The inaugural Digital Economy Summit, hosted by the newly established 4IRSA initiative, was praised by government and academia.
President Cyril Ramaphosa told more than 500 delegates at the summit that they and the initiative “are part of taking charge… of leading a capable 4IR (Fourth Industrial Revolution) “army”.
The 4IRSA partnership was set up after Telkom CEO Sipho Maseko made a public call for the country to urgently discuss the digital economy, in order to develop and distribute resources that will benefit South Africans. Ramaphosa then challenged Maseko to take the process forward.
He told delegates he was pleased they had attended, as they were the dreamers of a different future for South Africa.
“We are here because of the exceptional work done by the Fourth Industrial Revolution Partnership for SA… I would like to acknowledge that this is indeed the foundation on which the Presidential Commission (on 4IR) will also be able to build. But more importantly, build the dialogue on our digital future,” the president said.
4IRSA is a partnership between the universities of Fort Hare, Johannesburg and Witwatersrand. It is sponsored by Telkom. Deloitte has since come on board as a partner and there is additional sponsorship from Vodacom and Huawei. Its aim is to help shape a coherent national response to 4IR in South Africa. Before the summit, several workshops were held with various sectors. They were attended by labour, government, civil society, business and researchers.
Wits Vice-Chancellor Adam Habib told the conference 4IR was a critical conversation for the country.

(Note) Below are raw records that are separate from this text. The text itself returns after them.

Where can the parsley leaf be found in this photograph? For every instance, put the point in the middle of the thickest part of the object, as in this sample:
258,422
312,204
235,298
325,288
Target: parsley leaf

He said there were several unconnected and divergent conversations on the digital economy.
An aim of 4IRSA is to try help break down the current silo approach, which the state has admitted is a concern for South Africa.
“Our end goal is not technology; our end goal is how to create a more inclusive, fair and just society and how we are going to create this opportunity as a mechanism to achieve that,” Habib said.
Communications and Digital Technologies Minister Stella Ndabeni-Abrahams has also endorsed 4IRSA.
“For the first time, guided by research from universities and other national institutions, South Africa convenes to stimulate and curate a coherent national action plan that galvanises industry, labour, academia, the public sector and society at large,” she said.
The one-day summit is the start of this process. Its aim is to get an undertaking from stakeholders to continue with engagements and discuss new possibilities for the country.
Next year there will be a Summit of Declarations, which will consolidate workstreams and agree on monitoring and evaluation mechanisms for 4IR.